We feel it’s healthy to cultivate a general desire for more neat tools. That’s just one of the reasons we like [doublecloverleaf]’s retro PC mouse. It certainly meets the requirement, the first computer mouse was wooden, and the mouse he used as the guts for this is so retro it belongs in the dollar bin at the thrift store.

To begin with, [doublecloverleaf] took a picture of the footprint of his aged, but trustworthy laser mouse. Using the photo in SolidWorks he built a model of the circuit board, and with that digitized, a mouse that suited his aesthetics around it. The final model is available on GrabCAD.

Edit: Woops, looks like we accidentally slandered a great Slovenian community CNC project. Check out the comments for more info. Original text in italics. 

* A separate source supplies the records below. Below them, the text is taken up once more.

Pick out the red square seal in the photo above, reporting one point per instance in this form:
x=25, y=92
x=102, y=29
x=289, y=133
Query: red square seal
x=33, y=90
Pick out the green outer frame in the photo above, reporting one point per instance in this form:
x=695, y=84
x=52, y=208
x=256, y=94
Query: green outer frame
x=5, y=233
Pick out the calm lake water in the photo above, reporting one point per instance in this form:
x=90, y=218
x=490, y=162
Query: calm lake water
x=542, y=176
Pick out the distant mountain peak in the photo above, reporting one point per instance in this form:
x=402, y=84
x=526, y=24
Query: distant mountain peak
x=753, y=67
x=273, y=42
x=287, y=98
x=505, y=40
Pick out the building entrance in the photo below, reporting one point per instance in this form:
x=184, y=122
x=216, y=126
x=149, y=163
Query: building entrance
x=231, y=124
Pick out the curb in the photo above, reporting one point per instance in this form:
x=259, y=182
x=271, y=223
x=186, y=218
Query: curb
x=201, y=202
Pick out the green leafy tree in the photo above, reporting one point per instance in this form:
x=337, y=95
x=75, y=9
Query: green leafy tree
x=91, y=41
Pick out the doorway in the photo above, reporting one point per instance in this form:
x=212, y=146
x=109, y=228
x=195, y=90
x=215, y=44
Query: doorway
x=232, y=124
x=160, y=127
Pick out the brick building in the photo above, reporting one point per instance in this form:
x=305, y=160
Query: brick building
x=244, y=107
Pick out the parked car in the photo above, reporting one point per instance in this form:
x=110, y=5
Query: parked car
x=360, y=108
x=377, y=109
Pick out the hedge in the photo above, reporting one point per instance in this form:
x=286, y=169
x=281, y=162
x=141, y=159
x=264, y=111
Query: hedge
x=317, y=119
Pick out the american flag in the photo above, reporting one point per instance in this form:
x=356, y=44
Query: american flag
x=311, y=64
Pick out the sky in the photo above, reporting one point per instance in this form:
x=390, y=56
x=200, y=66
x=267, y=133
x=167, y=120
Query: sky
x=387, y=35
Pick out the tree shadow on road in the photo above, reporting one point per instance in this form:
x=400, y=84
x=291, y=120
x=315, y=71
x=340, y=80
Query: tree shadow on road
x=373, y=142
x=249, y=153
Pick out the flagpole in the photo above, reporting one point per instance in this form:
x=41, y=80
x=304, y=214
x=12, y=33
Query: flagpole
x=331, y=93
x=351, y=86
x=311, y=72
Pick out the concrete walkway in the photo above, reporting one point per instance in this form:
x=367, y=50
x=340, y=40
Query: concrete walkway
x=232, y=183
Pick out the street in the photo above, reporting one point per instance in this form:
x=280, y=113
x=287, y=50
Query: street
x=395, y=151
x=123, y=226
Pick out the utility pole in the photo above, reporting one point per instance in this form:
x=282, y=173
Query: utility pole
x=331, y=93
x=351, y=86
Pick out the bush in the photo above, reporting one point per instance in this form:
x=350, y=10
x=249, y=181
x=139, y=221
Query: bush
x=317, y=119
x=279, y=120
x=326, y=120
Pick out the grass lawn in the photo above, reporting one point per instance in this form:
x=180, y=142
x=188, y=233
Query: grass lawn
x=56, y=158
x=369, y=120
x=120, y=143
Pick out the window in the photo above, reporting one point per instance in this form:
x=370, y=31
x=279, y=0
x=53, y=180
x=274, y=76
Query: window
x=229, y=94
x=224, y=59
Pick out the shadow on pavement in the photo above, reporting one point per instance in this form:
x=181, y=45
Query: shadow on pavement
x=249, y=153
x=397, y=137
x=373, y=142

Next came the CNC. It looks like he’s using one of those Chinese 3040 mills that are popular right now. The electronics are no good, but if you luck out you can get a decent set of mechanics out of one. He did a two side milling operation on a wood block, using four small holes to align the gcode before each step, and then milled the bottom out of aluminum. Lastly, he milled the buttons out of aluminum as well, and turned a knurled scroll wheel on his lathe.
The end result looks exceedingly high end, and it would be a hard first guess to assume the internals were equivalent to a $10 Amazon house brand mouse.